I am enjoying the low degree of armchair quarterbacking here.
I was treating a population of people with issues relating to drug abuse (including albuteral), crack and crank smokers, the offspring of crank and crack smokers, tobacco smokers (but we were a nonsmoking facility, ha), ER-as-primary care, medication sharers/self-prescibers, and some really bad asthmatics as well.
1. Most had some of the MDI routine right, but many had bad timing (or rhythm). "Blipping" the canister and squirting it four or five time in full-auto was not enthusing. One old guy did it 13 times; when I asked him how many times, he said two.
2. Non-asthmatics using them as a pre-basketball performance enhancer. Not saying it worked, and some folks I think had bad effects from this, but they used it for that.
3. We had the $20 Transformers-like folding spacers. but found proper technique and one segment of blue respiratory tubing did as well for adults.

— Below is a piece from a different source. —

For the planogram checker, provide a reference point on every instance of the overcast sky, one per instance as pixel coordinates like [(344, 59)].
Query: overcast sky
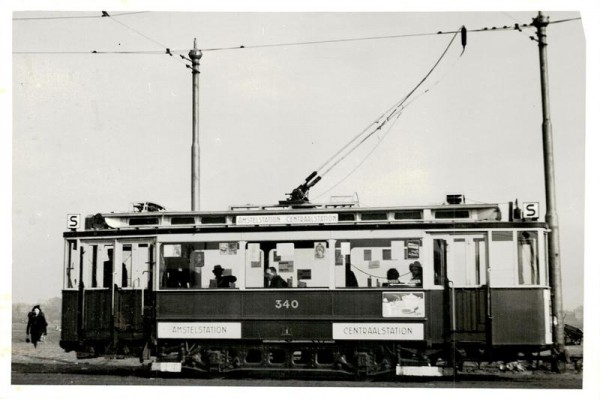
[(95, 132)]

Poor technique left powder inside the tube and we could point to it as a teaching tool for better technique.
4. Did you know you can spray albuteral or its older cousins on cigarettes and get a buzz?
5. When I started teaching and administering inhalers (1987) you had to hold your mouth off the mouthpiece. Now most if not all inhalers have an air gap between the canister and the handpiece wall allowing enough air to pass with your mouth closed on it IF you have pretty decent inspiratory effort.
BTW, we had personalized inhalers in a big wall organizer, and wasted out dozens of seemingly full ones each month; checking the books, those pt's stopped asking for them after the first or second time because we would not give it if not needed, and we would not let them machine-gun doses as they were used to. They did just fine. Stopping smoking of everything helped, but we wasted hundreds of dollars and man-hours each month.